Der argentinische Tenor José Cura war weit mehr als nur der ultimative Stiernacken der Oper und bester Otello seiner Zeit. Mit ihm geht eine Ära testosteronsatter Männlichkeit tendenziell zu Ende. Jetzt wird er 60 Jahre alt.
Von Kai Luehrs-Kaiser
„Maestro Cura“ erlaubt keine Kürzungen; auch keine Bearbeitungen dessen, was er sagt. Das lässt uns das Management vorab wissen. Cura gibt Interviews grundsätzlich nur noch schriftlich. Wohlan denn! Wir kennen den maskulinen, durchaus draufgängerischen, aber klugen Sänger noch aus Zeiten, in denen er auch persönlich mit sich reden ließ. Die Antworten, die er uns schriftlich sendet und bei denen er doch noch Kürzungsmöglichkeiten duldet, sind sehr vernünftig.
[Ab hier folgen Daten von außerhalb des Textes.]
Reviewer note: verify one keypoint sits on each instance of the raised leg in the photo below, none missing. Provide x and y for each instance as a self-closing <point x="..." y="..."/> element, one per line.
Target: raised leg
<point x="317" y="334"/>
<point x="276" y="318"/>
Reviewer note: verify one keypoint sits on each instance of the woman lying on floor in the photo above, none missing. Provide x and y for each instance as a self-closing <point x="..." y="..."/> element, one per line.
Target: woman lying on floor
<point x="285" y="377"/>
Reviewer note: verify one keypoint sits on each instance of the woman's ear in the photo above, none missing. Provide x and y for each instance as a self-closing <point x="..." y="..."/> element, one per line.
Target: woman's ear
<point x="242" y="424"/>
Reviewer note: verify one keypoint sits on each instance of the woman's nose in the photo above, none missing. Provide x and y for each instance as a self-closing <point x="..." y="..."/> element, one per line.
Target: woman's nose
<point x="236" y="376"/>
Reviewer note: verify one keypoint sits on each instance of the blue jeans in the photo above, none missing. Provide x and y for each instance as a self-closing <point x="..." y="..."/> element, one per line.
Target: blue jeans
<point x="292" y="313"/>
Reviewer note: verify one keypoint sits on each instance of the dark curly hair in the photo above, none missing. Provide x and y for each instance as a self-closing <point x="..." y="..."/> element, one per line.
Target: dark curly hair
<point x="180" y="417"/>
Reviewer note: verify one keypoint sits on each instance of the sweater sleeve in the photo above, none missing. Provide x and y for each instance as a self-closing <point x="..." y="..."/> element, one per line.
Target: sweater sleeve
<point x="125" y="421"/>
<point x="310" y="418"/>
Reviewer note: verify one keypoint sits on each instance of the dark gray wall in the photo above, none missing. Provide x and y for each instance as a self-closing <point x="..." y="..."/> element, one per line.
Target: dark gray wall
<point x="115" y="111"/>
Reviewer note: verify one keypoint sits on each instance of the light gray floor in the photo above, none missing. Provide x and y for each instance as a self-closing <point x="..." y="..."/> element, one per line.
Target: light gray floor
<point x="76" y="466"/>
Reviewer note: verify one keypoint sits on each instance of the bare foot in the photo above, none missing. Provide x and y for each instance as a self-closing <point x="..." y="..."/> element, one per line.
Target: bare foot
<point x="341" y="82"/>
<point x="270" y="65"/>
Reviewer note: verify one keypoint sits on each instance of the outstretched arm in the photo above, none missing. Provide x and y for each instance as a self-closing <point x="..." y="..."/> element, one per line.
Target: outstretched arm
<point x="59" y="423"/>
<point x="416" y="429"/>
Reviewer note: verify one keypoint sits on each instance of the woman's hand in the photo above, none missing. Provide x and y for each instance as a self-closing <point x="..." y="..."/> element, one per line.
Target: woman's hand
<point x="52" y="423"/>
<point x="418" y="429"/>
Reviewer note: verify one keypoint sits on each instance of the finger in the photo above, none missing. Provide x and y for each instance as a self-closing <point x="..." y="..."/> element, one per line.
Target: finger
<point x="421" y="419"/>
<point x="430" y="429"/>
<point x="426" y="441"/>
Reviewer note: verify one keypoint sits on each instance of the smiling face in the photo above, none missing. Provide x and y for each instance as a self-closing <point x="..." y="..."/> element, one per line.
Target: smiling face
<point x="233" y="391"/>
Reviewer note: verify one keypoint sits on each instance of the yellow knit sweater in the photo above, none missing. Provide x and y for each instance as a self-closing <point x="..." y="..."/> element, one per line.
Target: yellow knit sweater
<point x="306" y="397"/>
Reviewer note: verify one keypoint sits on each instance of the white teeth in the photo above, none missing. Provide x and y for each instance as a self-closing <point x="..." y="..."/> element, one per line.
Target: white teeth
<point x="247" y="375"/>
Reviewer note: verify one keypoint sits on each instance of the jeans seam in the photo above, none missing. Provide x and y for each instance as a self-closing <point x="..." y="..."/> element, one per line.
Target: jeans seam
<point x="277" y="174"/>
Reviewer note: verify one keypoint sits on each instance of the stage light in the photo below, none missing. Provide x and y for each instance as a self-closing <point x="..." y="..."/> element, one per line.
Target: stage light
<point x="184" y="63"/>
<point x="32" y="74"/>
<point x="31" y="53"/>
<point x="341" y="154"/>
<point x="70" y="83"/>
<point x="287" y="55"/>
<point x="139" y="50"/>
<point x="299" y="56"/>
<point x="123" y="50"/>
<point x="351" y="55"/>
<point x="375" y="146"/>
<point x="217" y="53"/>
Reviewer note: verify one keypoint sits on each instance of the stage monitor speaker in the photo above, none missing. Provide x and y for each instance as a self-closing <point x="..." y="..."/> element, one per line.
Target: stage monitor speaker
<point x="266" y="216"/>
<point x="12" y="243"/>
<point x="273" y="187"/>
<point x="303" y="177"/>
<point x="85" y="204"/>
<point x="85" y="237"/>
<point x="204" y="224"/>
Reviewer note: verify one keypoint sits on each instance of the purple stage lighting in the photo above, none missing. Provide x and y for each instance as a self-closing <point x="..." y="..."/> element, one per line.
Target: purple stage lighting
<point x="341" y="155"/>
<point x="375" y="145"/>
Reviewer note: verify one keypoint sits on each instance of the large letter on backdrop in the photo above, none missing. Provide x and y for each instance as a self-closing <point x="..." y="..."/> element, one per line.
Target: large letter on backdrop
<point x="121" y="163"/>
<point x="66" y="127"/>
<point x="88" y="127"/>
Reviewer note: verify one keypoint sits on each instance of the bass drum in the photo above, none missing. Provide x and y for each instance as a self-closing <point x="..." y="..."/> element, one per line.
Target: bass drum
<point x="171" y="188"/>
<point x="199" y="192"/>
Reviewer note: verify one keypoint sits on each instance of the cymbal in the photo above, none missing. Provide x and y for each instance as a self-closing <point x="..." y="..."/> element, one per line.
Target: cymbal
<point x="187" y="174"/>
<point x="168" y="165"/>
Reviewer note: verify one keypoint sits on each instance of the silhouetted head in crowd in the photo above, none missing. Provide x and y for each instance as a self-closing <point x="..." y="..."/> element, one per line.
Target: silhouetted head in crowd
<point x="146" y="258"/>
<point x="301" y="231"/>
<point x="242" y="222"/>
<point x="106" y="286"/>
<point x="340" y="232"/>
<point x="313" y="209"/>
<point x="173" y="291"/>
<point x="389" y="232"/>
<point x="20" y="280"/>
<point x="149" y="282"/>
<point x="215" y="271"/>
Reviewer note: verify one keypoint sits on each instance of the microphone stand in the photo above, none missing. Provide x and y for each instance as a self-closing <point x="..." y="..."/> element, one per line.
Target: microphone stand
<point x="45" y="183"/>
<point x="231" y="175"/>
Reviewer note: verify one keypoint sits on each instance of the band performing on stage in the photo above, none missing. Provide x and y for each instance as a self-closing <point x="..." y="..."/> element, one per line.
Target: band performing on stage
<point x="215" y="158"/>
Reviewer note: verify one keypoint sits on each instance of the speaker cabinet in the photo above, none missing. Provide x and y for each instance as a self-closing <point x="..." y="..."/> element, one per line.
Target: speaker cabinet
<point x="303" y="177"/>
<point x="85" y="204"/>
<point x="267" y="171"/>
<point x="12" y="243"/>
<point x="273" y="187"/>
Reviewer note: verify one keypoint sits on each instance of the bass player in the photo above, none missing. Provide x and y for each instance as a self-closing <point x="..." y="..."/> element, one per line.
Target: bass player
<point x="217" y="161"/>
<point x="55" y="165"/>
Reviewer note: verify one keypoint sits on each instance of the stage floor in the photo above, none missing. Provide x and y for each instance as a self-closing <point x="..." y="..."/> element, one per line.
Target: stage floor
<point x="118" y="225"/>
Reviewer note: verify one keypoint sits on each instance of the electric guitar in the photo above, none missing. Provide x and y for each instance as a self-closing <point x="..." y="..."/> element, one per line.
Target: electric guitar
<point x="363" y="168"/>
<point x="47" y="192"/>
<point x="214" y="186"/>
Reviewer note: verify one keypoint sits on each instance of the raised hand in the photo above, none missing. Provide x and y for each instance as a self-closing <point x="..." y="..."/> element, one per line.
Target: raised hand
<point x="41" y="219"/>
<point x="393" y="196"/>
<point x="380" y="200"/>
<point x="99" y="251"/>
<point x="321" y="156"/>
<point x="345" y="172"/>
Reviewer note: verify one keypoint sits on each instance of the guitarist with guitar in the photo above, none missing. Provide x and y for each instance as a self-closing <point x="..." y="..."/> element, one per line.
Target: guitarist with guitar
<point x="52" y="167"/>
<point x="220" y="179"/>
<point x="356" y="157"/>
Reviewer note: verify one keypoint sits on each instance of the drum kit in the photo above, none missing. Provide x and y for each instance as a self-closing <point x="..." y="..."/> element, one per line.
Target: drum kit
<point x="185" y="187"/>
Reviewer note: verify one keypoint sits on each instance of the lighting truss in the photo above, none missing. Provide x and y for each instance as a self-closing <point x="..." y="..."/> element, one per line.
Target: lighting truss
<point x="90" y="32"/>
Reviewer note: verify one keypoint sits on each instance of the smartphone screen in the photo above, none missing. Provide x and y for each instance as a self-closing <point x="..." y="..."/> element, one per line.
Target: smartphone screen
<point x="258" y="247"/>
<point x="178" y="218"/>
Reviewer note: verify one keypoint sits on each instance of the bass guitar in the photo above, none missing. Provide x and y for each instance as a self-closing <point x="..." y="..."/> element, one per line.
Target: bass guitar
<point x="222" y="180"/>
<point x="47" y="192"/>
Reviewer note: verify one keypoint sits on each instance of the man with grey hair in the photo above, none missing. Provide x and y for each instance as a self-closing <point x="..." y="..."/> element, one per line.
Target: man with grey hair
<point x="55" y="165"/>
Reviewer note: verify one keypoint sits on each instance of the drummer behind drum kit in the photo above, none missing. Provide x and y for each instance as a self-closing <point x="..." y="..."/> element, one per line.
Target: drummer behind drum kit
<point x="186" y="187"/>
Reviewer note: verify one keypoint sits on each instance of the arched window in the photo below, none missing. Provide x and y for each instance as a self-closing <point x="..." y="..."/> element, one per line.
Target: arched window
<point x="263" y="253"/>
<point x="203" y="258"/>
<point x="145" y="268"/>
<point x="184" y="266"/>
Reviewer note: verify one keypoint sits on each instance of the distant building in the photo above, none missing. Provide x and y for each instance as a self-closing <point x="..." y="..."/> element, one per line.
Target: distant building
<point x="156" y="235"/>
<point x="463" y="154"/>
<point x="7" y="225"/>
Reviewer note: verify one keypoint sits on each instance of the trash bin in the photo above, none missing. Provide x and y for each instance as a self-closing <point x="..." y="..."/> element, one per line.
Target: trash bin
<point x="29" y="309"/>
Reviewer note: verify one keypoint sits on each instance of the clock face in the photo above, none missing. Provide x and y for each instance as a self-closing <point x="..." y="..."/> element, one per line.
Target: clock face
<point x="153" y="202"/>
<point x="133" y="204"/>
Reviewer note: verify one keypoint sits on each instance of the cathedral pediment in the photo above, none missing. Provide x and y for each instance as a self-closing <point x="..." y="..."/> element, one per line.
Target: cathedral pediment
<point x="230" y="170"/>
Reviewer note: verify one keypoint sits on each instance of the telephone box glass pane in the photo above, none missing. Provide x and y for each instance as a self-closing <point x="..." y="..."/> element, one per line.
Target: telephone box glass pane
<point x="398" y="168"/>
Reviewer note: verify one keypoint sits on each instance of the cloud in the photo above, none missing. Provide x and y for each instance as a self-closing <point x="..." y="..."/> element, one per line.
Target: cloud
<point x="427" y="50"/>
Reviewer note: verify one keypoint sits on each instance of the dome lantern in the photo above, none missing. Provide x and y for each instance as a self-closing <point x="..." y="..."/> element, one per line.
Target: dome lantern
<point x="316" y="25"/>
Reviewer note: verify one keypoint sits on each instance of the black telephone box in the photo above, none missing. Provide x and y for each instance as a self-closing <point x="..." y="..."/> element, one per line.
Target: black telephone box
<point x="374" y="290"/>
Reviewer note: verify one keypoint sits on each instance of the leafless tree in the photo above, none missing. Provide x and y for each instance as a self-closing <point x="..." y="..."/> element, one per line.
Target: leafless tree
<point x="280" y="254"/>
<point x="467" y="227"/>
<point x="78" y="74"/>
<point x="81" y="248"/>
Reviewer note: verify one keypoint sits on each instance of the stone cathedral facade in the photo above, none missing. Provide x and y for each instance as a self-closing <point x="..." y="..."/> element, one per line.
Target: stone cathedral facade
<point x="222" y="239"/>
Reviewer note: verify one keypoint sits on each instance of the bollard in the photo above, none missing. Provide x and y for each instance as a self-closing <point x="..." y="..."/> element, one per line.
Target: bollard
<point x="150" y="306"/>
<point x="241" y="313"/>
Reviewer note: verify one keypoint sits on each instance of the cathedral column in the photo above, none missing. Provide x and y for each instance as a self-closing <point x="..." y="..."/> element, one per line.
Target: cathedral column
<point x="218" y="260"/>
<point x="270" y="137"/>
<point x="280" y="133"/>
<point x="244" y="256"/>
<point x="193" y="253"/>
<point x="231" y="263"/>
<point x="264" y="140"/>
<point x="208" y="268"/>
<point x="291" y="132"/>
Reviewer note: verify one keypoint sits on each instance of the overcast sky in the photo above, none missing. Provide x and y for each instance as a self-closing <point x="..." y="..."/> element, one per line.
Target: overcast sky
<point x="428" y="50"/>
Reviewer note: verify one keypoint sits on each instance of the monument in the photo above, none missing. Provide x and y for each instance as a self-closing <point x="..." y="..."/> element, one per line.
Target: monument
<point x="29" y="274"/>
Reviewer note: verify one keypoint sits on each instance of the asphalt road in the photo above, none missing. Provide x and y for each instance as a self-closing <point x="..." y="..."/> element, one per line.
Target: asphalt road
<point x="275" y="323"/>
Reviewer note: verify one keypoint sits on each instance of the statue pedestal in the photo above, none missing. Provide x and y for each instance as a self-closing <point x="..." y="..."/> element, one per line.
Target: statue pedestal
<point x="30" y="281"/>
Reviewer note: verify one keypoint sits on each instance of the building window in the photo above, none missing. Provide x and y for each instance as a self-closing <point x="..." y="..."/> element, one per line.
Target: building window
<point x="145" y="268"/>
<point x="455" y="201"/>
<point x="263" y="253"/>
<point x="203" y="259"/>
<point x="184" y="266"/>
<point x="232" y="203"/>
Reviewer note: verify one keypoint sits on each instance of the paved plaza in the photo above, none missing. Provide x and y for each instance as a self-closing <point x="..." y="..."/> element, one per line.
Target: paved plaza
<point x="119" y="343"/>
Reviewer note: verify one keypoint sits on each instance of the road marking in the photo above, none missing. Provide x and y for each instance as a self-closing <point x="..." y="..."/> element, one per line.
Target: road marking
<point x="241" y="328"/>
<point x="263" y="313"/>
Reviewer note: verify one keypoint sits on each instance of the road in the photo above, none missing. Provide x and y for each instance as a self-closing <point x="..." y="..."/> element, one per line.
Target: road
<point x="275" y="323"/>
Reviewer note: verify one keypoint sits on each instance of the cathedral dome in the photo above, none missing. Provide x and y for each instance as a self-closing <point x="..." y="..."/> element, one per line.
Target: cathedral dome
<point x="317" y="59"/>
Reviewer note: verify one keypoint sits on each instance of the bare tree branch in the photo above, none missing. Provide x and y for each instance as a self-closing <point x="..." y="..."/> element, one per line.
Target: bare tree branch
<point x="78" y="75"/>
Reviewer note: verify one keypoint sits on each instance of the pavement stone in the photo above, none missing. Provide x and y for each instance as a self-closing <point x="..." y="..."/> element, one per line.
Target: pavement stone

Sie zeigen den Argentinier, der am 5. Dezember 60 Jahre alt wird, als einen Sänger, der die Fäden seiner Karriere noch immer fest, aber besonnen in Händen hält.
Und wie überwältigend machohaft konnte er doch agieren! José Cura, das war in den frühen 90er- und 00er-Jahren ein Ausbund testosteronfreudiger Angriffslust in der Oper. Besonders Otello, aber auch Canio, Turridù und Samson porträtierte er als Mannsbilder von erotischer Triftigkeit und großartigem Aplomb. Wenn sich dieser Tenor das Hemd aufriss und die behaarte Brust übergewaltig ins Scheinwerferlicht hielt, lächelte niemand mehr herablassend oder zweifelnd. Cura, das war der letzte Testosteronbomber von Graden. Der letzte Mann der Oper.